We have a variety beef and game biltong to taste with shiraz, pinotage and chardonnay. The taste sessions include five generous portions biltong and wine. Nobody leaves the experience thirsty or hungry!

The biltong is made at home by Lise Beyers of DrieDoringBiltong in Paarl and she delivers on a weekly basis. The taste sessions take place in November.

Enquiries can be made at the cellar number above.


Paella is basically rice cooked with spices and lots of delicious things. There are hundreds of recipes and methods, but here’s one for six people:

Make a fire, coals, and find one big pan.

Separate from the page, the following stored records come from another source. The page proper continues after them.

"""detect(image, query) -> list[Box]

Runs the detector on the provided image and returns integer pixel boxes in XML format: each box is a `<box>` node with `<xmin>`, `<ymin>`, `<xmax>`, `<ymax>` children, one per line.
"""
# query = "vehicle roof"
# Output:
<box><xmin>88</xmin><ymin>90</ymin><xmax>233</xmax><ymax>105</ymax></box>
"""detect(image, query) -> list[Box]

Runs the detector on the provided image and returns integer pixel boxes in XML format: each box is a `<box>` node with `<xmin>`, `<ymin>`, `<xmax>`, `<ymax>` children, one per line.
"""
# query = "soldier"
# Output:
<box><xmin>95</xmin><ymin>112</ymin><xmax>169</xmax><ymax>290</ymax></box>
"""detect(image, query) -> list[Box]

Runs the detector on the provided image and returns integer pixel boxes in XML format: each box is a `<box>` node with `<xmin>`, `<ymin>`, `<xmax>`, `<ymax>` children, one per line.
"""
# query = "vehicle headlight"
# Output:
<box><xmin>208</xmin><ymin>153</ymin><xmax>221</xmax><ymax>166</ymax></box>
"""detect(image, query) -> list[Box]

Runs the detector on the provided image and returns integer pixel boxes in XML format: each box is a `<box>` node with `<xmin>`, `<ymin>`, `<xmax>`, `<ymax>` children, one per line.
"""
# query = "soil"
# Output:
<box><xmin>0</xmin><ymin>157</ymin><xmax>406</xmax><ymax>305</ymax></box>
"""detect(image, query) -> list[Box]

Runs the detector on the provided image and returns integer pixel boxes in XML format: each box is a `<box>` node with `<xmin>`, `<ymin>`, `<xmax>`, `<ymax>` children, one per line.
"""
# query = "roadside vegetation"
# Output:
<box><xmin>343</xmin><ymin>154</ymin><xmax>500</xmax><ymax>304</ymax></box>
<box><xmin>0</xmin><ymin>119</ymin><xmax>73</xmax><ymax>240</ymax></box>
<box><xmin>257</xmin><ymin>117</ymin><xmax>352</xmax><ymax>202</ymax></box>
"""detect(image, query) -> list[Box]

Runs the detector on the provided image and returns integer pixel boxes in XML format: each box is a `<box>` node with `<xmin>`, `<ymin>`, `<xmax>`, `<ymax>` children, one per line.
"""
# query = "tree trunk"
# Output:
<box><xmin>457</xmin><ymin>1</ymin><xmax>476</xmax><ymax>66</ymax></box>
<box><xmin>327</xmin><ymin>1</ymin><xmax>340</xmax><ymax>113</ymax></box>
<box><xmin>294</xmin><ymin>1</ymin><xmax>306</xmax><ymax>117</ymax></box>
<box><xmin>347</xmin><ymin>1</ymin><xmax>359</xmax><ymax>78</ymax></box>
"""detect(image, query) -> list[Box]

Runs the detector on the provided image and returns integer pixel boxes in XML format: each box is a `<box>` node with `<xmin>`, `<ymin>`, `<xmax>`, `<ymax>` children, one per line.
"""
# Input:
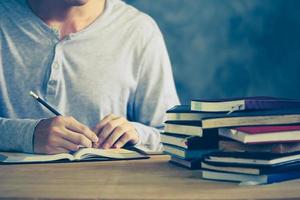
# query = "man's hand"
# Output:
<box><xmin>93</xmin><ymin>115</ymin><xmax>139</xmax><ymax>149</ymax></box>
<box><xmin>34</xmin><ymin>116</ymin><xmax>98</xmax><ymax>154</ymax></box>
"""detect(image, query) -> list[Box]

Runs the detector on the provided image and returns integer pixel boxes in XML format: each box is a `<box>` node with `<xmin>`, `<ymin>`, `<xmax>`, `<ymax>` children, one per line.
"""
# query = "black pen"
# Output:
<box><xmin>29</xmin><ymin>91</ymin><xmax>62</xmax><ymax>116</ymax></box>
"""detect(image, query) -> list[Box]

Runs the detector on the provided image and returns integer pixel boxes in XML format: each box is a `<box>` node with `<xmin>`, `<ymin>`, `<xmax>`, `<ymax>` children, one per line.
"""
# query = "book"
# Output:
<box><xmin>218</xmin><ymin>140</ymin><xmax>300</xmax><ymax>154</ymax></box>
<box><xmin>191</xmin><ymin>96</ymin><xmax>300</xmax><ymax>112</ymax></box>
<box><xmin>202</xmin><ymin>170</ymin><xmax>300</xmax><ymax>185</ymax></box>
<box><xmin>161</xmin><ymin>132</ymin><xmax>218</xmax><ymax>150</ymax></box>
<box><xmin>219</xmin><ymin>126</ymin><xmax>300</xmax><ymax>144</ymax></box>
<box><xmin>201</xmin><ymin>159</ymin><xmax>300</xmax><ymax>175</ymax></box>
<box><xmin>0</xmin><ymin>148</ymin><xmax>148</xmax><ymax>163</ymax></box>
<box><xmin>201</xmin><ymin>109</ymin><xmax>300</xmax><ymax>129</ymax></box>
<box><xmin>164</xmin><ymin>121</ymin><xmax>203</xmax><ymax>137</ymax></box>
<box><xmin>204</xmin><ymin>151</ymin><xmax>300</xmax><ymax>166</ymax></box>
<box><xmin>166</xmin><ymin>105</ymin><xmax>223</xmax><ymax>121</ymax></box>
<box><xmin>169</xmin><ymin>156</ymin><xmax>201</xmax><ymax>169</ymax></box>
<box><xmin>163</xmin><ymin>144</ymin><xmax>215</xmax><ymax>160</ymax></box>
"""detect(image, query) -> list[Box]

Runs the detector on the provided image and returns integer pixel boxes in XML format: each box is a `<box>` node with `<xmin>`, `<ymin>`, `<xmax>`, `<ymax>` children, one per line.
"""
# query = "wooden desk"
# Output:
<box><xmin>0</xmin><ymin>156</ymin><xmax>300</xmax><ymax>200</ymax></box>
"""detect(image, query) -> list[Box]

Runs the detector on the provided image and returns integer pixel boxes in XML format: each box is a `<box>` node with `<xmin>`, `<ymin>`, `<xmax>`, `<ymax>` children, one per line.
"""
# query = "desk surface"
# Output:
<box><xmin>0</xmin><ymin>156</ymin><xmax>300</xmax><ymax>200</ymax></box>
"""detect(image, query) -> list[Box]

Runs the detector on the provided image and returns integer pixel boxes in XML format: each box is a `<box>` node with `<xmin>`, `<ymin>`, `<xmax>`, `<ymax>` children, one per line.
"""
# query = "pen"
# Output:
<box><xmin>29</xmin><ymin>91</ymin><xmax>62</xmax><ymax>116</ymax></box>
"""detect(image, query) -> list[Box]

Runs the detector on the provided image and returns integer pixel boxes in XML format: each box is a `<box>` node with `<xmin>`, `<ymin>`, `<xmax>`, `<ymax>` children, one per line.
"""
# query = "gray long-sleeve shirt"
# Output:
<box><xmin>0</xmin><ymin>0</ymin><xmax>179</xmax><ymax>152</ymax></box>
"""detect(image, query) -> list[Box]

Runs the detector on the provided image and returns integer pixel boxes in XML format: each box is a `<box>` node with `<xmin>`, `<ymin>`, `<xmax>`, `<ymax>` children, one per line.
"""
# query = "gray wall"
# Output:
<box><xmin>127</xmin><ymin>0</ymin><xmax>300</xmax><ymax>103</ymax></box>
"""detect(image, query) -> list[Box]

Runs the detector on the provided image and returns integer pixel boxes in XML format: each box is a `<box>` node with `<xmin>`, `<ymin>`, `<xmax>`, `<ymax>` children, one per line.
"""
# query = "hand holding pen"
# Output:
<box><xmin>30</xmin><ymin>91</ymin><xmax>98</xmax><ymax>154</ymax></box>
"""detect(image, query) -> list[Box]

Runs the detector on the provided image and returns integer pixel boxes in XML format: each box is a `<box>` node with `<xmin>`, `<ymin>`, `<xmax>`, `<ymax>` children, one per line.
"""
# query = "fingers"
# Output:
<box><xmin>113</xmin><ymin>132</ymin><xmax>131</xmax><ymax>149</ymax></box>
<box><xmin>46</xmin><ymin>147</ymin><xmax>69</xmax><ymax>155</ymax></box>
<box><xmin>61</xmin><ymin>129</ymin><xmax>93</xmax><ymax>148</ymax></box>
<box><xmin>66</xmin><ymin>117</ymin><xmax>98</xmax><ymax>143</ymax></box>
<box><xmin>99</xmin><ymin>117</ymin><xmax>126</xmax><ymax>146</ymax></box>
<box><xmin>93</xmin><ymin>114</ymin><xmax>118</xmax><ymax>134</ymax></box>
<box><xmin>102</xmin><ymin>123</ymin><xmax>132</xmax><ymax>149</ymax></box>
<box><xmin>56</xmin><ymin>138</ymin><xmax>79</xmax><ymax>151</ymax></box>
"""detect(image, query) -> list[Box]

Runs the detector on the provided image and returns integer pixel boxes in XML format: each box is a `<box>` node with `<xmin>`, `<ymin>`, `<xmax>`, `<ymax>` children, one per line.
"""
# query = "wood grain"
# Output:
<box><xmin>0</xmin><ymin>156</ymin><xmax>300</xmax><ymax>200</ymax></box>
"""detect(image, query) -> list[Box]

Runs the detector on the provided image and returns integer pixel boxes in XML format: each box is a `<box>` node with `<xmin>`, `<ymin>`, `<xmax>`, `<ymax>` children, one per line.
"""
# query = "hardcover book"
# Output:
<box><xmin>163</xmin><ymin>144</ymin><xmax>215</xmax><ymax>160</ymax></box>
<box><xmin>219</xmin><ymin>140</ymin><xmax>300</xmax><ymax>154</ymax></box>
<box><xmin>161</xmin><ymin>130</ymin><xmax>218</xmax><ymax>150</ymax></box>
<box><xmin>201</xmin><ymin>109</ymin><xmax>300</xmax><ymax>129</ymax></box>
<box><xmin>166</xmin><ymin>105</ymin><xmax>224</xmax><ymax>121</ymax></box>
<box><xmin>219</xmin><ymin>126</ymin><xmax>300</xmax><ymax>144</ymax></box>
<box><xmin>204</xmin><ymin>151</ymin><xmax>300</xmax><ymax>166</ymax></box>
<box><xmin>191</xmin><ymin>96</ymin><xmax>300</xmax><ymax>112</ymax></box>
<box><xmin>170</xmin><ymin>156</ymin><xmax>201</xmax><ymax>169</ymax></box>
<box><xmin>201</xmin><ymin>159</ymin><xmax>300</xmax><ymax>175</ymax></box>
<box><xmin>164</xmin><ymin>121</ymin><xmax>203</xmax><ymax>137</ymax></box>
<box><xmin>202</xmin><ymin>170</ymin><xmax>300</xmax><ymax>185</ymax></box>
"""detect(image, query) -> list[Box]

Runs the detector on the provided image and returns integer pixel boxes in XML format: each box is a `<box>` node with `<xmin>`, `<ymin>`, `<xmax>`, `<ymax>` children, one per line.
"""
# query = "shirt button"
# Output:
<box><xmin>49</xmin><ymin>80</ymin><xmax>57</xmax><ymax>85</ymax></box>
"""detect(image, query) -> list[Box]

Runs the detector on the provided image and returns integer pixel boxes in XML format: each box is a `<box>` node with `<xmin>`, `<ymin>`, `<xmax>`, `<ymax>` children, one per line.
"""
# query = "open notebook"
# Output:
<box><xmin>0</xmin><ymin>148</ymin><xmax>148</xmax><ymax>163</ymax></box>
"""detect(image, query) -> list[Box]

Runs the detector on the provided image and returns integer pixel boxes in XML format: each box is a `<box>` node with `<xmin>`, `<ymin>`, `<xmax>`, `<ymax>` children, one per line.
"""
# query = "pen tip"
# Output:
<box><xmin>29</xmin><ymin>91</ymin><xmax>39</xmax><ymax>99</ymax></box>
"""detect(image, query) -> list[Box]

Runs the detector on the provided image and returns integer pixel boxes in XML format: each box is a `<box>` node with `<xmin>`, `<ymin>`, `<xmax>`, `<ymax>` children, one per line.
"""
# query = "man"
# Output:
<box><xmin>0</xmin><ymin>0</ymin><xmax>178</xmax><ymax>154</ymax></box>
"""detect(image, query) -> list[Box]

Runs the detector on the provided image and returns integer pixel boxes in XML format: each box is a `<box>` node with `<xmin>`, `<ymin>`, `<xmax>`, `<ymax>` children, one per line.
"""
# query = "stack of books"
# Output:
<box><xmin>191</xmin><ymin>97</ymin><xmax>300</xmax><ymax>184</ymax></box>
<box><xmin>161</xmin><ymin>105</ymin><xmax>220</xmax><ymax>169</ymax></box>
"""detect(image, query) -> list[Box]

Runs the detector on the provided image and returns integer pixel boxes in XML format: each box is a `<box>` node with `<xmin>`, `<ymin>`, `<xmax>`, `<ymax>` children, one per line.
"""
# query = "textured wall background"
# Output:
<box><xmin>127</xmin><ymin>0</ymin><xmax>300</xmax><ymax>103</ymax></box>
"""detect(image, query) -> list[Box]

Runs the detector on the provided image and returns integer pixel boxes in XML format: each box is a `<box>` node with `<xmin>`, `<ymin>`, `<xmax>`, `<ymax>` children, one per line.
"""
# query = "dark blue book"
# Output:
<box><xmin>163</xmin><ymin>144</ymin><xmax>216</xmax><ymax>160</ymax></box>
<box><xmin>170</xmin><ymin>156</ymin><xmax>201</xmax><ymax>169</ymax></box>
<box><xmin>161</xmin><ymin>129</ymin><xmax>219</xmax><ymax>150</ymax></box>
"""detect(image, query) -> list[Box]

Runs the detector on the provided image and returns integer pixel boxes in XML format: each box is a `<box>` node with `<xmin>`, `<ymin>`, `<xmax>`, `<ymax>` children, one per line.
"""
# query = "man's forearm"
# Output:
<box><xmin>0</xmin><ymin>117</ymin><xmax>40</xmax><ymax>153</ymax></box>
<box><xmin>131</xmin><ymin>122</ymin><xmax>162</xmax><ymax>151</ymax></box>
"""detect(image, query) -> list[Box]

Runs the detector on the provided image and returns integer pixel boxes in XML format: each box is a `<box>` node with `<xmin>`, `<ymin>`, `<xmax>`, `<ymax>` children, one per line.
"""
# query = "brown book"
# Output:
<box><xmin>219</xmin><ymin>140</ymin><xmax>300</xmax><ymax>153</ymax></box>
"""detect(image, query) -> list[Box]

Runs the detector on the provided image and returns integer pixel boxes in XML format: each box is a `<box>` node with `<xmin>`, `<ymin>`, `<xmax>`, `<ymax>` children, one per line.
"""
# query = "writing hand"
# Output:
<box><xmin>34</xmin><ymin>116</ymin><xmax>98</xmax><ymax>154</ymax></box>
<box><xmin>93</xmin><ymin>114</ymin><xmax>139</xmax><ymax>149</ymax></box>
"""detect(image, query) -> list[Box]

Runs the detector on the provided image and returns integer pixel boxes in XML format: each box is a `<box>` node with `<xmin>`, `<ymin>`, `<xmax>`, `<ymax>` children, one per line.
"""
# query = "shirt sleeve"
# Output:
<box><xmin>129</xmin><ymin>17</ymin><xmax>179</xmax><ymax>150</ymax></box>
<box><xmin>0</xmin><ymin>117</ymin><xmax>40</xmax><ymax>153</ymax></box>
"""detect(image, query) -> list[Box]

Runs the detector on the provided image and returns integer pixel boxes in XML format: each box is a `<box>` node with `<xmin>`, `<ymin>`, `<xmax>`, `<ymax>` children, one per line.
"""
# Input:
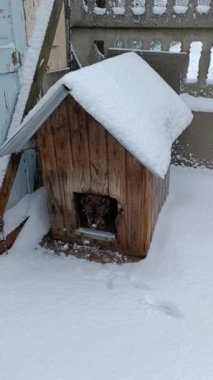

Put the pan on the hot coals and add a quarter cup of olive oil. Wait till warm and add one chopped onion and three chopped garlic cloves. Fry until it’s soft and transparent. Add 6 boned chicken breasts in bite size blocks, as well as 4 Chorizo sausages chopped in one-centimetre slices. These are the delicious red Portuguese sausages that can be found in most shops these days. Fry everything, including the chicken, till brown. Take the meat and sausage out and keep aside.

Now add 6 handfuls of ordinary white rice in the hot pan. Stir the rice through the oil for three, four minutes.
You’ve prepared 1½ litre chicken stock beforehand didn’t you? Two blocks in boiling water should do just fine then.
Cover the rice in the pan with the stock. It should start simmering straight away. Stir slowly until the rice has absorbed the liquid.
Add the following: two chopped green or red sweet peppers and three tomatoes (peeled and chopped).

Then follows the most important step – your paella spice that will add colour and flavour to your dish. I use four strings of saffron, one teaspoon paprika and a teaspoon turmeric. Add to the rice with a pinch of salt, stir well and add more chicken stock to cover the mixture. Do not stir much now. Once the rice had again absorbed the liquid, put the fried sausage and chicken back and stir into the rice.

Now simmer for only about ten minutes. Add stock if the rice gets very dry, but the dish must not be too watery and the grains should stay loose.

Once the rice is almost cooked – and for this you use the trusted old taste method - add a few small shrimps or mussels, whatever you feel like. These require only three, four minutes cooking, and then it’s time to eat. Just before you dish up, add a handful fresh parsley and stir.

Serve with Stellenbosch Hills Pinotage or Cabernet Sauvignon.